X_data = scaler.fit_transform(X_data)

from sklearn.preprocessing import OneHotEncoder
Y = OneHotEncoder().fit_transform(Y_data).todense()#todense返回矩阵

#转换为图片格式(batch, height, width, channels)
X = X_data.reshape(-1, 8, 8, 1)

batch_size = 8 #使用MBGD算法，batch_size=8

tf.reset_default_graph()#tf.reset_default_graph函数用于清除默认图形堆栈并重置全局默认图形。
#输入层
tf_X = tf.placeholder(tf.float32, [None, 8, 8, 1])
tf_Y = tf.placeholder(tf.float32, [None, 10])

#卷积层，创建权重变量和偏置变量，其中的四维矩阵代表了filters的深度，即10个filter，其中每个filter的深度是1，若是RGB则每个filter深度为3
conv_filter_w1 = tf.Variable( tf.random_normal([3, 3, 1, 10]) )#3*3的filter，每个filter深度是1，共10个filter
#conv_filter_w1 = tf.get_variable( 'weights', [3, 3, 1, 10], initializer=tf.truncated_normal_initializer(stddev=0.1) )

conv_filter_b1 = tf.Variable( tf.random_normal([10]) )#10个filter对应10个bias
#conv_filter_b1 = tf.get_variable( 'biases', [10], initializer=tf.constant_initializer(0.1) )

#tf.nn.conv2d提供了方便的函数来实现卷积层的前向传播算法
#函数的第一个输入为当前层的节点矩阵，注意这个是四维矩阵即tf_X
#其中(tf_X)后面三维对应一个节点矩阵，第一维对应一个输入batch，比如在输入层
#input[0, :, :, :]表示第一张图，input[1, :, :, :]表示第二张图，input[2, :, :, :]表示第三张图，以此类推
#tf.nn.conv2d第二个参数提供了卷积层权重，第三个参数是不同维度上的步长，长度为4的数组，第一维和最后一维数字要求一定是1
#最后一个参数是padding，SAME表示添加全0填充，VALID表示不添加
conv = tf.nn.conv2d( tf_X, conv_filter_w1, strides=[1, 1, 1, 1], padding='SAME')
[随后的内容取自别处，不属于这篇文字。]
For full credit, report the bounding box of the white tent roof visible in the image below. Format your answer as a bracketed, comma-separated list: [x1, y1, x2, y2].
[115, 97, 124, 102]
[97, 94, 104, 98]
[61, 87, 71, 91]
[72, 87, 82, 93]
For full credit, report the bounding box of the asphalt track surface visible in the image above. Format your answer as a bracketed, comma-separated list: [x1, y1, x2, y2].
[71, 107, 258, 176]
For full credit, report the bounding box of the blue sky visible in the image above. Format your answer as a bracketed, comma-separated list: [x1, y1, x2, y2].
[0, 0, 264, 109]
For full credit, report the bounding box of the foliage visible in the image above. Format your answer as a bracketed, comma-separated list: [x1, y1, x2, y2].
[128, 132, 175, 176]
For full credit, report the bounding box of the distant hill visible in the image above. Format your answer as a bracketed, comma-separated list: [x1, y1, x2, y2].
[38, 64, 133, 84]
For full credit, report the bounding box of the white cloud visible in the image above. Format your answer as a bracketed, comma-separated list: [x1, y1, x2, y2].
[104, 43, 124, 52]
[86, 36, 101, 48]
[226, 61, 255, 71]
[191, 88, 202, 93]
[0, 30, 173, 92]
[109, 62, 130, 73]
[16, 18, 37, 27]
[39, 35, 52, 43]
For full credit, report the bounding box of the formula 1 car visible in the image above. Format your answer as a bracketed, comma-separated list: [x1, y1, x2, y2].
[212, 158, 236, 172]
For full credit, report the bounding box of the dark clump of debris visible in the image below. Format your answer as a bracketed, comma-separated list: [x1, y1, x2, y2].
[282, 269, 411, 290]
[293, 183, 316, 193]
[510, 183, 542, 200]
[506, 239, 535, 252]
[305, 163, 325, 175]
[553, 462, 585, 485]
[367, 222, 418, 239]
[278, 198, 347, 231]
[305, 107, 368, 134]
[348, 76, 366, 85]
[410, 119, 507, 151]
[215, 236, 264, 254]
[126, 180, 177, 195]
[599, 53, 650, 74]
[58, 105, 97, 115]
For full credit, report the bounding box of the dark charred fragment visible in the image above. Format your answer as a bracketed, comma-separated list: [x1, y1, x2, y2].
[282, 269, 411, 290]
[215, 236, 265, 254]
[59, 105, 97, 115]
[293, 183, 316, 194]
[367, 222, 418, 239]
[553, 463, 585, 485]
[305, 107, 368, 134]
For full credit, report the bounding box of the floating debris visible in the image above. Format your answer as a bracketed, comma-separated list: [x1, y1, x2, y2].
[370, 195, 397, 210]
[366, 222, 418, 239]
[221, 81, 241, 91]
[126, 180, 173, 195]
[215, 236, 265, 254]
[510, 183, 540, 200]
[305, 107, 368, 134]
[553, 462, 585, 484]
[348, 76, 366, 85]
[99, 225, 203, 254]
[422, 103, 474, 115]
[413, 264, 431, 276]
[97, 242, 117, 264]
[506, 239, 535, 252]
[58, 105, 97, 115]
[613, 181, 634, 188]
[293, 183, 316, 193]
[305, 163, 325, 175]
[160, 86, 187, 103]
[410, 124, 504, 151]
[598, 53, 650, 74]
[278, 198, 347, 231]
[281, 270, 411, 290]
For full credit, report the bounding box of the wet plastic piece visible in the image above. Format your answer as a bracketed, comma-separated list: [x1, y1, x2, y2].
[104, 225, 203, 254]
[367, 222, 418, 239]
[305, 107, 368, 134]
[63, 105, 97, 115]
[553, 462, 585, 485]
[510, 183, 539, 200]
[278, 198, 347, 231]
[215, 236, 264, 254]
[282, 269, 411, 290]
#tf.nn.bias_add提供了一个方便的函数给每个节点加上偏置项
#注意这里不能直接使用加法，因为矩阵上不同位置上的节点都需要加上同样的偏置项，也就是下面第二种直接加法是错误的
bias = tf.nn.bias_add( conv, conv_filter_b1 )
#bias = conv + conv_filter_b1这是错误的做法

#ReLU激活函数去线性化
relu_feature_maps1 = tf.nn.relu( bias )
print(relu_feature_maps1)
#Tensor("Relu:0", shape=(?, 8, 8, 10), dtype=float32)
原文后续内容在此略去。